17 August 2021, St. John’s, Antigua – On September 6, 2017, Hurricane Irma pummelled Antigua and Barbuda, however the impact on Barbuda was far more severe as the eye of the category 5 hurricane passed directly over the island.
The agricultural sector, particularly crops, livestock, bees, the fishing industry, infrastructure, machinery and equipment were significantly damaged.
While the impact of the hurricane was devastating, it presented an opportunity to create sustainable food and agriculture systems that were designed with climate challenges in mind.
Four years later, the agriculture recovery programme has borne fruit in the form of an agro-industrial facility inclusive of production, processing, storage, packaging, and marketing in a public-private sector partnership under one roof.
This project along with the restoration of the livelihoods of Barbudans remain a priority for the country.
In rebuilding the agriculture sector in Barbuda, the Ministry of Agriculture, Fisheries and Barbuda Affairs chose to adopt a Green Island concept.
The concept promotes organic agriculture with priorities in the areas of compliance with food safety requirements, protected agriculture, efficient use of water resources, intensive farming systems for small ruminants, and value-chain development through processing and packaging (jams, juices, honey, pepper sauce, coconut oil and animal
In alignment with the priorities expressed in the national adoption of the Green Island concept, the Food and Agriculture Organization of the United Nations (FAO) and the Inter-American Institute for Cooperation on Agriculture (IICA) in a collaborative effort, will seek to build the capacity of Micro, Small and Medium Enterprises (MSMEs), towards improving the food security, livelihoods, and resilience of the impacts of climate change, which will improve the production capacity of honey
and black pineapple.
The activities under the project commenced in Barbuda from 9th -11th August 2021 with a capacity building initiative titled “Training for the Honey Value Chain in Antigua and Barbuda”.
The initiative was executed by a team of local consultants from IICA with virtual support from the FAO Sub-regional Office in Barbados, who executed several activities with a focus on the Logwood Honey which is produced by bees from the flowers of the logwood tree.
The activities focused on capacity building among new beekeepers with training exercises undertaken to familiarize producers with business management skills to ensure that they apply good business principles in the management of their specific supply point along the value chain.
The participants were also trained in the various elements of the value chain such as inputs, production and its practices, marketing and distribution, all of which has an impact on the end product.
The project implementation activities also included primary data collection in the form of interviews with local apiculturists, in order to understand the local commodity market in addition to the training sessions for new beekeepers which blended practical and theory sessions to create a foundation for future apiculturists.
In welcoming participants to the first training session, Project Coordinator, Vermaran Extavour with FAO stated, “On behalf of FAO I welcome you all to this important training which will have multiple layers for learning which will add value to your business.
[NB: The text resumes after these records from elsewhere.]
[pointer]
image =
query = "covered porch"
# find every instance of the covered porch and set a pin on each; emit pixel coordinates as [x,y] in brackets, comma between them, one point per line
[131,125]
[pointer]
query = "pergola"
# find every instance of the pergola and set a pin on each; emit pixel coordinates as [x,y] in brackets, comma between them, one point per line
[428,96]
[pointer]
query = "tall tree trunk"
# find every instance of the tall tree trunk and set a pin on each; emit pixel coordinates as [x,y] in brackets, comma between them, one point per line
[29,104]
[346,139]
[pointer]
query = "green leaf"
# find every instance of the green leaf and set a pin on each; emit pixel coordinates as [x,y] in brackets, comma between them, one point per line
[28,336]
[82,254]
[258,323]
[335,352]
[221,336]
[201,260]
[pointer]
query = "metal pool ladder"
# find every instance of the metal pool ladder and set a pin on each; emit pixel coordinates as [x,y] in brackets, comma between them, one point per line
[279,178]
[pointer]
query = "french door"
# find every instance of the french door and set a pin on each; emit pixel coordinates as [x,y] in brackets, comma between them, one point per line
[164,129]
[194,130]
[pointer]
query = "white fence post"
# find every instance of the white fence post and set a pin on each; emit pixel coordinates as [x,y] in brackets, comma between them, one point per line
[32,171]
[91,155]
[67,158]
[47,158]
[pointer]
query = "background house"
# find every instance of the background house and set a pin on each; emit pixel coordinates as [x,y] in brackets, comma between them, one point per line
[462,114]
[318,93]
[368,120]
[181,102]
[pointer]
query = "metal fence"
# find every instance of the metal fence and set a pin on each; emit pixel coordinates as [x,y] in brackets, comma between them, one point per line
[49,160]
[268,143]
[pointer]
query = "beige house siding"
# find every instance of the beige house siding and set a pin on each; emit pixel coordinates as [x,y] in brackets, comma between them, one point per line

I must also emphasize the importance of creating a viable business using a market driven approach where data and evidence drive the decisions on the final products offered to customers”.
Meanwhile, Craig Thomas, National Consultant at the IICA Antigua Delegation, indicated, “We are thrilled to roll out this project as a collaborative effort between FAO and IICA. This project aligns the medium term plans of both organizations in regional member states and provides ample opportunities to meet the priorities of Antigua and Barbuda”.
With only three (3) active local beekeepers in Barbuda who produce a high-quality product, it has been a challenge to meet the local demand for honey.
However, the participants which were selected by the Barbuda Council benefited from the training that captured the business development for beekeeping, beekeeping management and the opportunities and challenges for the honey value chain in Barbuda, are now well poised to meet this demand.
Each participant received a start-up apiary kit which included a brood box, super, 10 frames, wax foundation, bee brush, smoker, bee suit and a hive tool which are the basic inputs a new beekeeper would need to start an apiary.
Mojan Joseph who participated in the training, expressed, “I am grateful to FAO & IICA for the training and for the starter kits which will be put to good use in my beekeeping business”.
The facilitators with the assistance of the Antigua Beekeepers Cooperative (ABC) and the local senior beekeepers in Barbuda will use a mentorship programme to monitor these new business persons to ensure that proper business and management decisions are followed.
Through the mentorship programme, new beekeepers will have access to current information and guidance from experts at the IICA Antigua delegation as well as experienced local beekeepers.
Further training in the Honey Value Chain will commence in Antigua from August 19 – August 31, and will target an 20 beekeepers both established and new as well as technical staff of the Ministry of Agriculture, Lands, Fisheries and Barbuda Affairs.